Responsible for some of the most elegant and age-worthy wines in the world, Nebbiolo, named for the ubiquitous autumnal fog (called nebbia in Italian), is the star variety of northern Italy’s Piedmont region. Grown throughout the area, as well as in the neighboring Valle d’Aosta and Valtellina, it reaches its highest potential in the Piedmontese villages of Barolo, Barbaresco and Roero. Outside of Italy, growers are still very much in the experimentation stage but some success has been achieved in parts of California. Somm Secret—If you’re new to Nebbiolo, start with a charming, wallet-friendly, early-drinking Langhe Nebbiolo or Nebbiolo d'Alba.
The center of the production of the world’s most exclusive and age-worthy red wines made from Nebbiolo, the Barolo wine region includes five core townships: La Morra, Monforte d’Alba, Serralunga d’Alba, Castiglione Falletto and the Barolo village itself, as well as a few outlying villages. The landscape of Barolo, characterized by prominent and castle-topped hills, is full of history and romance centered on the Nebbiolo grape. Its wines, with the signature “tar and roses” aromas, have a deceptively light garnet color but full presence on the palate and plenty of tannins and acidity. In a well-made Barolo wine, one can expect to find complexity and good evolution with notes of, for example, strawberry, cherry, plum, leather, truffle, anise, fresh and dried herbs, tobacco and violets.

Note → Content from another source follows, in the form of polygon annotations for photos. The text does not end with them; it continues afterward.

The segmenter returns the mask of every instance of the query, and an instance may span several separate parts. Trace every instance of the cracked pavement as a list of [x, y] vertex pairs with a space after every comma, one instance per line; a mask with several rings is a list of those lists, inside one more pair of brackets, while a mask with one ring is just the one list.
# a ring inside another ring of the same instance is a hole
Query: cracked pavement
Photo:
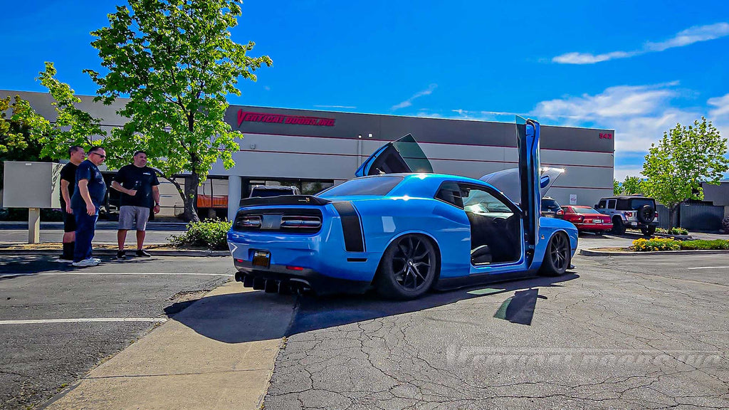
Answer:
[[264, 406], [729, 408], [729, 255], [574, 263], [414, 301], [300, 298]]

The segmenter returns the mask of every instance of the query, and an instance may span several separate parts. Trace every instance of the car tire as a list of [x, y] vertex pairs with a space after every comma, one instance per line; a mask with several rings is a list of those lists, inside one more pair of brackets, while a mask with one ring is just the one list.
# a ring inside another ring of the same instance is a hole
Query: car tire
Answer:
[[623, 223], [623, 220], [619, 217], [612, 220], [612, 233], [617, 235], [623, 235], [625, 233], [625, 224]]
[[650, 205], [643, 205], [638, 208], [636, 216], [641, 223], [650, 223], [655, 219], [655, 209]]
[[546, 276], [558, 276], [564, 274], [569, 268], [572, 255], [569, 238], [562, 233], [554, 234], [547, 244], [539, 274]]
[[430, 290], [437, 274], [437, 251], [430, 239], [404, 235], [383, 254], [375, 287], [387, 298], [414, 299]]
[[644, 235], [652, 235], [655, 233], [655, 225], [650, 225], [648, 226], [640, 227], [640, 231], [643, 233]]

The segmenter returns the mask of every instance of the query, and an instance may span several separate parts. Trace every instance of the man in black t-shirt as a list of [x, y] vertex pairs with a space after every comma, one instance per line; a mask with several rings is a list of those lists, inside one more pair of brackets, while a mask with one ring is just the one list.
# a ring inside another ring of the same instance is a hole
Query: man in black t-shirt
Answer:
[[76, 186], [76, 169], [86, 158], [84, 149], [78, 145], [69, 148], [71, 162], [61, 170], [61, 214], [63, 217], [63, 253], [58, 262], [74, 261], [74, 245], [76, 242], [76, 218], [71, 209], [71, 196]]
[[121, 193], [119, 206], [119, 231], [117, 241], [119, 250], [117, 259], [126, 258], [124, 242], [127, 231], [136, 229], [136, 255], [149, 257], [144, 250], [144, 236], [147, 221], [149, 219], [149, 209], [155, 213], [160, 212], [160, 182], [155, 170], [147, 166], [147, 152], [134, 152], [133, 163], [122, 166], [114, 177], [112, 187]]

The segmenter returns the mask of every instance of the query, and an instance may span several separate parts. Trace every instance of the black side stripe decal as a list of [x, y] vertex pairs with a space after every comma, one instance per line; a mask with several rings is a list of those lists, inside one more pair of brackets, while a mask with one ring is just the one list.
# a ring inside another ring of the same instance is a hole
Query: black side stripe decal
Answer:
[[351, 202], [335, 202], [333, 205], [342, 218], [344, 247], [347, 252], [364, 252], [364, 239], [356, 209]]

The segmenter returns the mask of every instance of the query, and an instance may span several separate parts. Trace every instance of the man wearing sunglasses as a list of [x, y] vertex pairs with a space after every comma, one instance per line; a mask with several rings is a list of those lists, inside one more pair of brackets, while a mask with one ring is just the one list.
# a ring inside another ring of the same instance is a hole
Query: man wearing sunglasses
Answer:
[[89, 150], [86, 160], [76, 170], [76, 189], [71, 198], [71, 208], [76, 218], [76, 246], [74, 247], [74, 266], [95, 266], [101, 260], [91, 257], [91, 241], [96, 230], [98, 209], [106, 195], [98, 166], [106, 159], [106, 152], [101, 147]]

There are two predominant soil types here, which distinguish Barolo from the lesser surrounding areas. Compact and fertile Tortonian sandy marls define the vineyards farthest west and at higher elevations. Typically the Barolo wines coming from this side, from La Morra and Barolo, can be approachable relatively early on in their evolution and represent the “feminine” side of Barolo, often closer in style to Barbaresco with elegant perfume and fresh fruit.
On the eastern side of the Barolo wine region, Helvetian soils of compressed sandstone and chalks are less fertile, producing wines with intense body, power and structured tannins. This more “masculine” style comes from Monforte d’Alba and Serralunga d’Alba. The township of Castiglione Falletto covers a spine with both soil types.
The best Barolo wines need 10-15 years before they are ready to drink, and can further age for several decades.